Por: Alana Ambrosio / Yahoo Noticias.

A globalização encurtou distâncias: no mesmo dia é possível ir de um continente ao outro, misturar diferentes culturas, pessoas… E vírus. A Organização Mundial de Saúde estima que pelo menos trinta novas doenças infecciosas tenham surgido nas últimas duas décadas.

Apesar de serem velhos conhecidos, o ser humano ainda não encontrou uma forma de combate eficaz contra os vírus na mesma proporção que antibióticos foram desenvolvidos para extirpar doenças bacterianas.

Inúmeras patologias provocadas por vírus têm um padrão de disseminação mais rápido. Muito além da Covid-19, integram a lista de epidemias mais poderosas do mundo moderno o Ebola, HIV, Sarampo, Hepatites, H1N1, Dengue, Herpes, Caxumba e Febre Amarela.

Os vírus são considerados “zumbis” da natureza.

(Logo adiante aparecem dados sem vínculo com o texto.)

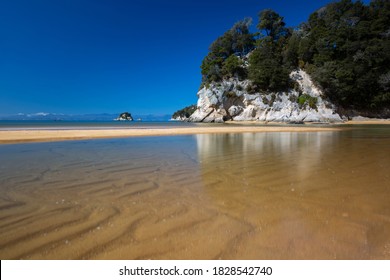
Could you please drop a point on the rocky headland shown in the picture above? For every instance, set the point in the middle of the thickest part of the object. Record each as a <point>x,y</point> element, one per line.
<point>124,117</point>
<point>235,100</point>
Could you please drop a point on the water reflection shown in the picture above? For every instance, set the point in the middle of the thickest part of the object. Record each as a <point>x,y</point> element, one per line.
<point>301,195</point>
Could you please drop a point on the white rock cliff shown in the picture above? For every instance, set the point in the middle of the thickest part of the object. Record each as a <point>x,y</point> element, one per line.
<point>230,100</point>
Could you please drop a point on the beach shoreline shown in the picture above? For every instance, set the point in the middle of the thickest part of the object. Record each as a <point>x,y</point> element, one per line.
<point>53,135</point>
<point>13,136</point>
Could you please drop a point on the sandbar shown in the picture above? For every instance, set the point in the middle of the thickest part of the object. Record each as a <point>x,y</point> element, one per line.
<point>45,135</point>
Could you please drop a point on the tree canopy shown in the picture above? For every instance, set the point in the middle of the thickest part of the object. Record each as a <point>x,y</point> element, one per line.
<point>345,46</point>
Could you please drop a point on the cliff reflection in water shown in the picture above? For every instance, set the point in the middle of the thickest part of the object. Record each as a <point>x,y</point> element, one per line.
<point>301,195</point>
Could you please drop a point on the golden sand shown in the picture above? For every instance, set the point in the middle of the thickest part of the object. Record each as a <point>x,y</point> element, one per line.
<point>21,136</point>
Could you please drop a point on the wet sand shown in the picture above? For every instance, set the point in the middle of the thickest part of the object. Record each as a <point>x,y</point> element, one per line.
<point>46,135</point>
<point>284,195</point>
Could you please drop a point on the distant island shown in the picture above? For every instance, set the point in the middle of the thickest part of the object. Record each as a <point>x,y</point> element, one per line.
<point>126,116</point>
<point>331,68</point>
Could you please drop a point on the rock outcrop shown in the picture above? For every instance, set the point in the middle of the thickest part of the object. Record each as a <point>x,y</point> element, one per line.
<point>124,117</point>
<point>235,100</point>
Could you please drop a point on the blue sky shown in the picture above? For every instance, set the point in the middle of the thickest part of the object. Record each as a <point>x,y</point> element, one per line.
<point>109,56</point>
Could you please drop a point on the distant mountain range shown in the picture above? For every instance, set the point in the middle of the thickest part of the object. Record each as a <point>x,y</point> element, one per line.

Fora das células de hospedeiros não passam de uma partícula infecciosa incapaz de se dividir ou produzir energia. Porém, quando conseguem entrar, passam a se multiplicar e ganhar vida. Na maior parte dos casos, o genoma é composto por RNA, o ácido ribonucleico, mas há exceções com presença de DNA.

Já as bactérias são criaturas mais complexas: autossuficientes, são formadas por uma célula já com material genético e capaz de produzir energia. A elas são atribuídas enfermidades como pneumonia, tuberculose, tétano, e sífilis. Bactérias, assim como seres humanos, carregam DNA na estrutura genética.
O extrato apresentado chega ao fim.